After Hours: Thomas Fischer
Thomas Fischer, Principal Security Researcher, Digital Guardian.
What are the most actively targeted parts of an organisation’s IT security infrastructure?
The most targeted parts of the IT security infrastructure remain the users. It is often forgotten that the organisation’s’ users are a critical part of the IT security infrastructure. They not only provide a vector for compromise, but are also potentially the best threat intelligence that an organisation can have. They may ultimately be aware of bad emails or compromised sites beforehand as they could have been hit at home or heard it from a friend.

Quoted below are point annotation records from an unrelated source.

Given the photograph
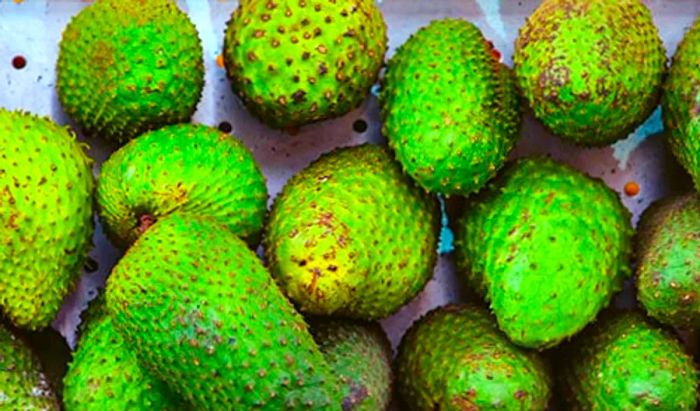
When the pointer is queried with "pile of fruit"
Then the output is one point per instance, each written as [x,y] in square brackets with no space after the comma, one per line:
[192,318]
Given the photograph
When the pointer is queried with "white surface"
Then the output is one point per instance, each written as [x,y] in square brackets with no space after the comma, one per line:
[33,28]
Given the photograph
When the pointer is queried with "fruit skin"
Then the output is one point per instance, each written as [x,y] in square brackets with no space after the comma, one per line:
[296,62]
[185,167]
[455,358]
[450,109]
[128,66]
[23,385]
[360,355]
[207,318]
[46,223]
[352,236]
[591,69]
[625,362]
[680,113]
[105,373]
[547,246]
[668,255]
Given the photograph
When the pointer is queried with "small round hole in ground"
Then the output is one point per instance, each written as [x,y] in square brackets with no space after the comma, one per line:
[360,126]
[19,62]
[225,127]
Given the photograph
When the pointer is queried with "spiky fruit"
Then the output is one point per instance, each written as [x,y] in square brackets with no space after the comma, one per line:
[187,168]
[351,235]
[680,103]
[45,216]
[624,362]
[105,373]
[450,108]
[455,358]
[128,66]
[208,319]
[591,69]
[548,247]
[668,253]
[295,62]
[23,385]
[360,355]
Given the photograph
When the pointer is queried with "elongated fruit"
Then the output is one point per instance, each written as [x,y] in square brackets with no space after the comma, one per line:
[23,385]
[105,373]
[548,247]
[128,66]
[450,108]
[207,318]
[46,223]
[591,70]
[187,168]
[351,235]
[668,253]
[455,358]
[295,62]
[624,362]
[360,355]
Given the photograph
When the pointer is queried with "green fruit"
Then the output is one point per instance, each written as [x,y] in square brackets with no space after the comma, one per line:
[680,103]
[360,356]
[668,269]
[626,363]
[450,108]
[548,247]
[23,385]
[45,216]
[105,374]
[295,62]
[207,318]
[128,66]
[351,235]
[591,69]
[455,358]
[188,168]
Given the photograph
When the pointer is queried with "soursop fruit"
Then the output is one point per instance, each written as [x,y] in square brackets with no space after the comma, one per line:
[188,168]
[46,223]
[547,246]
[450,108]
[352,235]
[624,362]
[105,373]
[455,358]
[128,66]
[23,386]
[680,112]
[592,70]
[668,256]
[296,62]
[360,355]
[208,319]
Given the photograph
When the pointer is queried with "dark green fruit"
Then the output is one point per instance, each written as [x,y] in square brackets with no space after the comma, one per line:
[548,247]
[23,385]
[455,358]
[203,314]
[105,373]
[450,108]
[128,66]
[624,362]
[187,168]
[680,103]
[591,69]
[668,269]
[360,355]
[46,223]
[295,62]
[351,235]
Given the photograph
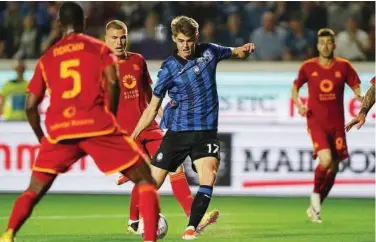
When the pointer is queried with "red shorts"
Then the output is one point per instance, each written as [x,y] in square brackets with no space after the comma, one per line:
[150,141]
[333,139]
[111,153]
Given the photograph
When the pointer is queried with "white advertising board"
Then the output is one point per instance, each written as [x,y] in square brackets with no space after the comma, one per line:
[256,160]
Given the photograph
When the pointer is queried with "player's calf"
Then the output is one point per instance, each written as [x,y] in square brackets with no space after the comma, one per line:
[207,170]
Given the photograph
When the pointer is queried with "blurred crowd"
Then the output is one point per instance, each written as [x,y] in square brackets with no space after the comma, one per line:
[281,30]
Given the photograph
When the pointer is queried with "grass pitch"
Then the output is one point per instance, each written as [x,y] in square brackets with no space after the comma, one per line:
[102,218]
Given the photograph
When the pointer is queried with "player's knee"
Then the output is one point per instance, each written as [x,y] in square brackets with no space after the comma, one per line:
[207,171]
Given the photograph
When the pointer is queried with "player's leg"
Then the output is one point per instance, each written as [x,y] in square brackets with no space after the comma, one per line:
[179,183]
[205,156]
[45,170]
[131,163]
[181,189]
[340,152]
[25,203]
[323,151]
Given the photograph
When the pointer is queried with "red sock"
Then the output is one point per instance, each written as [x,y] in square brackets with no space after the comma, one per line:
[320,173]
[149,208]
[327,185]
[23,207]
[134,205]
[182,191]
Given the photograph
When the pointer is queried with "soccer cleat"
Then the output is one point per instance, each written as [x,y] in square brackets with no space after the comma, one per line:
[133,227]
[121,180]
[189,233]
[314,210]
[7,236]
[209,218]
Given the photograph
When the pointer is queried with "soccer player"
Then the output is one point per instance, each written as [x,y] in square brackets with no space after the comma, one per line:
[368,102]
[136,93]
[326,77]
[191,116]
[78,122]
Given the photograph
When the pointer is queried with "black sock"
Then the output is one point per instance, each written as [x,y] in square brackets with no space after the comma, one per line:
[200,205]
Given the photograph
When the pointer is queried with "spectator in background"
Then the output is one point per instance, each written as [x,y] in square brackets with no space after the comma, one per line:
[252,14]
[13,95]
[150,41]
[338,14]
[353,43]
[28,43]
[315,15]
[10,29]
[233,34]
[269,39]
[371,36]
[52,37]
[208,32]
[300,41]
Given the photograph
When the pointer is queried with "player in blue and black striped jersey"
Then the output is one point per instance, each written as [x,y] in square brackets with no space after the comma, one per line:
[191,117]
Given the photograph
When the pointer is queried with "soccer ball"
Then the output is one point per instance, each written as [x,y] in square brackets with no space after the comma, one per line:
[162,227]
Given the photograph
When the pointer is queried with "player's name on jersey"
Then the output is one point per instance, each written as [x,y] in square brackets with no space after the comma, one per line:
[68,48]
[72,123]
[131,94]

The IT administrator is also an active target; malicious parties wanting to compromise an organisation are interested in how the IT infrastructure is set-up, what services are running and any administrative passwords and access. Thinking about technical infrastructure, the attackers will target the most visible parts of the organisation, like internet facing application servers or looking at how the perimeter can be bypassed either via direct attacks on the user or infiltration through remote offices.
Are insiders (often unknowingly) still the biggest threat to IT security, or has that now changed?
Ultimately, every outsider threat is an insider whose identity has been compromised. We continue to see that the biggest entry vector or reason an organisation is compromised is because of insiders. Take a look at recent campaigns like Dridex and ransomware (note, interestingly enough these are married together now). They target the insider for a reason – they are ultimately vulnerable as they are prone to mistakes. Targeting the organization where it hurts to get a quick payout is what most malicious parties are after. The bottom-line on most attacks is for financial gains.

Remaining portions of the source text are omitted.